In anticipation of the hearing, Shelbyville Hospital moves to compel Dr. Mosley,
under Federal Rule of Civil Procedure 37, to produce his tax returns for the years 2013
through 2015 and execute forms that will authorize the Internal Revenue Service to release
them to Shelbyville Hospital’s counsel. [Pl.’s Mot. to Compel at 1]. Shelbyville Hospital
maintains that the tax returns are relevant to the upcoming hearing because they will permit
it to challenge Dr. Mosley’s contention that he returned to his practice after the breach and
is entitled to a setoff. [Id. at 1–2]. According to Shelbyville Hospital, it claims it “should
have access to the tax returns” because they will “likely reflect that Mosley was engaged
in activities other than the full-time practice of medicine in Shelbyville” and allow it “to
test the veracity of Mosley’s claim.” [Id. at 7]. Specifically, it believes the tax returns will
reveal that during 2013 he was working for his company Surgical Staffing Solutions, LLC
in Florida, rather than in Shelbyville. [Id. at 4 & n.2].
Shelbyville Hospital’s current request to compel production of Dr.

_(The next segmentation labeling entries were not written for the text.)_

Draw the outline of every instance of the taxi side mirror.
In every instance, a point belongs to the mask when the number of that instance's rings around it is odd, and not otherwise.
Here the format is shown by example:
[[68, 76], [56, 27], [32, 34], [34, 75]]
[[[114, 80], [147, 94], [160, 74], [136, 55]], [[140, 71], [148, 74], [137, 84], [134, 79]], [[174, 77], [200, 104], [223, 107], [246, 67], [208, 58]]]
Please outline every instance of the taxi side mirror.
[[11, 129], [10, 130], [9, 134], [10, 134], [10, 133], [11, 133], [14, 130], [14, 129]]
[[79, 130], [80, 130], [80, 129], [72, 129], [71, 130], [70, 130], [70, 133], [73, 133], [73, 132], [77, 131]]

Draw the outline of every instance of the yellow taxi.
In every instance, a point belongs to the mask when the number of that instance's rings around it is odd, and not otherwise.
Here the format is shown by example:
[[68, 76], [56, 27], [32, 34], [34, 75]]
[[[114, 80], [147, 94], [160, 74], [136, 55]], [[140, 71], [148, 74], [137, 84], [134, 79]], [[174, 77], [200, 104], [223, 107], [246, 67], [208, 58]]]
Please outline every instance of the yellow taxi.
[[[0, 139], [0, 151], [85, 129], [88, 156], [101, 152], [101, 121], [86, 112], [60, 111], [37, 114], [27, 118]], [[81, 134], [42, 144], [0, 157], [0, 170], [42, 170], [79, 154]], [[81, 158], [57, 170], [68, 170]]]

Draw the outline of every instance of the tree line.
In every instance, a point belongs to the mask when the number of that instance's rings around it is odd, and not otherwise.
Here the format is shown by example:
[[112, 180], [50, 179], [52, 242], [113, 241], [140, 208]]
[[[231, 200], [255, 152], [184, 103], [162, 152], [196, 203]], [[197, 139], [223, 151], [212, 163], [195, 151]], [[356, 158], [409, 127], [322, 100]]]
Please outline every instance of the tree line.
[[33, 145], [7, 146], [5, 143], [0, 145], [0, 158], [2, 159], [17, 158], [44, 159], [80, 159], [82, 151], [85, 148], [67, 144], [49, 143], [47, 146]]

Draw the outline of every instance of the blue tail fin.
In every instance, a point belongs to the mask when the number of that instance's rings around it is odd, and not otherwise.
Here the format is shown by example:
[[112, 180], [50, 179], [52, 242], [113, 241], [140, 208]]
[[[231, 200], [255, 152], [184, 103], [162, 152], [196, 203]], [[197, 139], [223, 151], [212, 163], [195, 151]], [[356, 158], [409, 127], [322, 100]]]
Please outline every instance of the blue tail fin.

Mosley’s tax
returns is a renewal of a request it made while discovery was ongoing in 2015, when it
moved the Court to order Dr. Mosley to produce his “tax returns for the tax years 2008 to
present.” [Pl.’s First Mot. to Compel, doc. 80, at 6]. In response to Shelbyville Hospital’s
request, the Court compelled Dr. Mosley to produce his tax returns and to execute forms
that would authorize the Internal Revenue Service to release Surgical Staffing Solutions’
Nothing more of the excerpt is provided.